Another area of blockchain relevant to the insurance industry is distributed ledger technology, which allows different parties to access a trusted and decentralized data repository to view, update or amend, with a complete history of all the changes maintained within that repository.

“Marketplaces are the kind of place where this fits really well,” Edwards said. “Where you have multiple parties – such as in the insurance value chain – that need to have access to the same information.

“In insurance today, everything is so inefficient with sharing data and double keying – everything just takes so long and you don’t even know if you are all looking at the same version, so there is no certainty. Blockchain can really help with all of that.”

Such technology could even spell the end of bordereaux, removing the need for any reconciliation altogether.

“The cost of co-ordination and the cost of reconciliation is huge, both in terms of financial cost and manpower,” Edwards said. “Whereas if you have a shared ledger, it is instant – there is no need for any reconciliation. Gone are the days of bordereaux and things like that that have been the bane of the insurance industry.”

But despite this potential, Millie said that “real-life stuff in action is still thin on the ground”.

“A stand-out example was the industry consortium B3i – the Blockchain Insurance Industry Initiative – until it folded in July this year, despite having successfully completed a blockchain prototype for property reinsurance contracts involving 38 insurers,” she said.

“And another blockchain poster child, flight delay smart contract platform Fizzy, was scrapped by parent AXA at the height of the pandemic in October 2020.”

But that doesn’t mean there aren’t any success stories.

To achieve something with blockchain people have to work together... so in effect you need competitors to work together.
David Edwards ChainThat founder and CEO
David-Edwards---2019_WHITE_BG.jpg

“Insurwave – the 'world first' marine insurance blockchain platform that was a joint venture between EY and blockchain company Guardtime launched in mid-2018 – is still going, and winning awards,” Millie added.

But what is holding blockchain back from its doubtless potential?

Edwards said that one of the big issues is the level of collaboration that is needed to implement a blockchain solution.

“To achieve something with blockchain people have to work together,” he said. “So in effect you need competitors to work together. You need to have everyone on side and willing to commit and work together instead of trying to build every stage to their competitive advantage.
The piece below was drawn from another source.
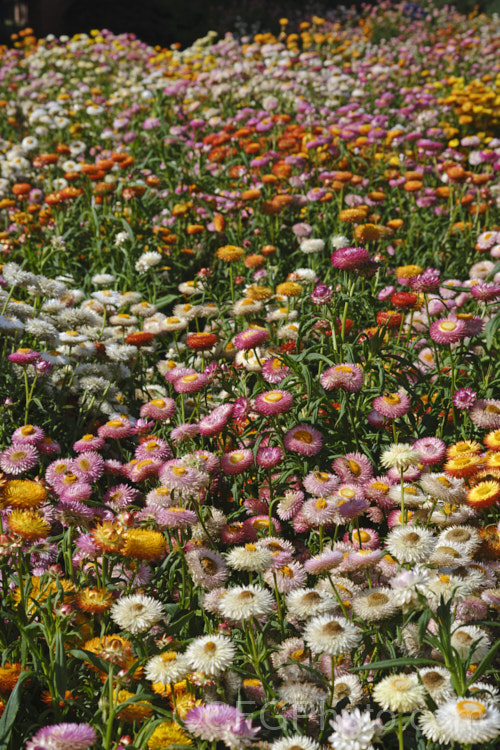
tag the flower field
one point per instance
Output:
(249, 391)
“But I don't think anyone's ever done that successfully, because everyone's always out for themselves – they always end up wanting their own competitive advantage.”

For Millie, however, the issue is all about trust. Just maybe not in the way you think.

“I think there's more at play here than simple business logic and even ability to execute,” she says. “In many ways I think the failure to launch is a great example of the social licence to innovate.

“If customers of all kinds already think that in insurance, the house always wins – which they do – what does it matter how efficient blockchain technology is in locking in information exchange and actions if those rules are still set by the house? You can't innovate without someone to innovate for and with. And that requires trust.”

Millie continues: “Normal humans define trustlessness as meaning not worthy of trust, faithless or unreliable. For blockchain, it's a technical term explaining the core USP: you do not need to place your sole trust in any one institution, or other third party in order for a network or payment system to function.

“Isn't it compelling how that human definition feels much more apt than the technical one in today's 'is Crypto dead?' frenzy, where all the potential in the world means nothing when compared to massive, real-world institutional losses and as yet unquantified retail customer damage?”

And until that nut is cracked, it could be very hard for blockchain to have any meaningful impact on the insurance industry. But get it right, and the potential is undoubtedly there.